Introduction to engineering graphical communication -

• Sketching
• Orthographic (multiview), layout, assembly and detailed drawings
• Dimensioning.

Introduction to structural integrity in engineering design -

• Structural integrity and the nature of failure
• Structural distillation – decomposition of structural systems into elementary engineering components
• Estimation, units and calculation
• Failure predictors and factors of safety
• Fatigue – What is fatigue? Time-varying stresses, fatigue strength, design against failure. S-N diagram, A-M diagram.
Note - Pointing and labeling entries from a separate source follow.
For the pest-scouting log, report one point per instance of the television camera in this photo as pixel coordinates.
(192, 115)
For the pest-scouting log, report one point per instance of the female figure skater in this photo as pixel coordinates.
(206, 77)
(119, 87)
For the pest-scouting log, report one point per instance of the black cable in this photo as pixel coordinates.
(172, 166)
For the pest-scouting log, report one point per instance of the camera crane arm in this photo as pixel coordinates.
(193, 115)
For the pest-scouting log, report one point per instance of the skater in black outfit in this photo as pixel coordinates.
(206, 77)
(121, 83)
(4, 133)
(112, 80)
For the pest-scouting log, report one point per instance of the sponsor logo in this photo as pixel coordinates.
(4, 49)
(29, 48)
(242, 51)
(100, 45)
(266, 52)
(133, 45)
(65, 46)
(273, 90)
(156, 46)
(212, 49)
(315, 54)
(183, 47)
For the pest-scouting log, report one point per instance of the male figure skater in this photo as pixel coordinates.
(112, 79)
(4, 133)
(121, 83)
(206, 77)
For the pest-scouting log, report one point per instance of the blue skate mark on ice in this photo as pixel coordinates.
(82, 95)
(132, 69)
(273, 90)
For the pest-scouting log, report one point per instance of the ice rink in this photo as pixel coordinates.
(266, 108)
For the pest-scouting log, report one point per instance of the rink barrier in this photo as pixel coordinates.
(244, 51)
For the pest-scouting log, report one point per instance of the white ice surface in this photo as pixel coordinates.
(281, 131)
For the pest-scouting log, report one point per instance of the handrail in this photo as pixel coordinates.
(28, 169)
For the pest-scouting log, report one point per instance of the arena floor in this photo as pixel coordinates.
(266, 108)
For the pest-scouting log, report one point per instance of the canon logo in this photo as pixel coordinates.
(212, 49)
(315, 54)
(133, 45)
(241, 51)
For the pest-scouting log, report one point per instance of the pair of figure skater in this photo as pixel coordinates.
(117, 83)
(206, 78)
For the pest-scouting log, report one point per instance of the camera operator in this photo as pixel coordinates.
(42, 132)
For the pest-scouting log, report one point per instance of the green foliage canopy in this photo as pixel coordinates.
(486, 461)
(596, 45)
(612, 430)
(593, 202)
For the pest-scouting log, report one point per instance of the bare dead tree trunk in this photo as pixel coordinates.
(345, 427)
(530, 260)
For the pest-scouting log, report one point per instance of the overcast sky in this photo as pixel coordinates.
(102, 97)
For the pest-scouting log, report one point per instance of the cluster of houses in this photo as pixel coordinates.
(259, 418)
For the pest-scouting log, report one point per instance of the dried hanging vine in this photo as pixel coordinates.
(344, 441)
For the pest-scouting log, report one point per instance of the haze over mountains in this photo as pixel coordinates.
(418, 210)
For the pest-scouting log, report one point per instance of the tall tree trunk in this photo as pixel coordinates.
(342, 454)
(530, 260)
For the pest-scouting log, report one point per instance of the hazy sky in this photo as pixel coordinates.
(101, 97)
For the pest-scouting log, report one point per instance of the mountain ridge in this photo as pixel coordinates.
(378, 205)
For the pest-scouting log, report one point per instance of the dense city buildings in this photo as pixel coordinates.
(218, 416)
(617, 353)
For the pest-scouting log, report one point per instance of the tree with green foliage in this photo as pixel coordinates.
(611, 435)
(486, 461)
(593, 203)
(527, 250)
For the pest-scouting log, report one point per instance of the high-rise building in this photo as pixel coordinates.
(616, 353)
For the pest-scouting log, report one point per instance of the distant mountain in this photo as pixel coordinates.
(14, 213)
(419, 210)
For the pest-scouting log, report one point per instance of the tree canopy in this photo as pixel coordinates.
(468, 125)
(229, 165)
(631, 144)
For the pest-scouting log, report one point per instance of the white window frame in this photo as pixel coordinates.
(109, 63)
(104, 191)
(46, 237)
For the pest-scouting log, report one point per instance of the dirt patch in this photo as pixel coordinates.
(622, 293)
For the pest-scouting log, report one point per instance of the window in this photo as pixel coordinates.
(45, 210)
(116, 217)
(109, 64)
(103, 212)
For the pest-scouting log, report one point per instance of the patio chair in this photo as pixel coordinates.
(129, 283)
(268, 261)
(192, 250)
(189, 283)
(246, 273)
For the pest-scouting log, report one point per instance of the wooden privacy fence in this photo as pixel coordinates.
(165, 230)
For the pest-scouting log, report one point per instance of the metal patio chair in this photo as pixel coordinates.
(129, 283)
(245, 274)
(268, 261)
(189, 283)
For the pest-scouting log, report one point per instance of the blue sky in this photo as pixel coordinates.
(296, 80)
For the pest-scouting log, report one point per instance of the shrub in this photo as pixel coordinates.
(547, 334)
Shafts as an example of fatigue-based structural integrity design.

This subject will cover the modelling of a range of physical systems across multiple domains as ordinary differential equations, and then introduce the mathematical techniques to analyse their open loop behaviour.

Topics include:

• Development of low order models of a range of electrical, thermal, mechanical, pneumatic and hydraulic dynamic systems
• Different representations of these systems (time and, frequency domains) and transformations between them (Laplace, Fourier and Z-transforms)
• Representations of systems – transfer functions, Bode plots, state space, block diagrams, etc
• Identification of linear time invariant systems (least squares identification)
• Relation to time domain properties of open loop responses – stability, oscillations, etc.

MATLAB will be used throughout the course to complement the presented concepts.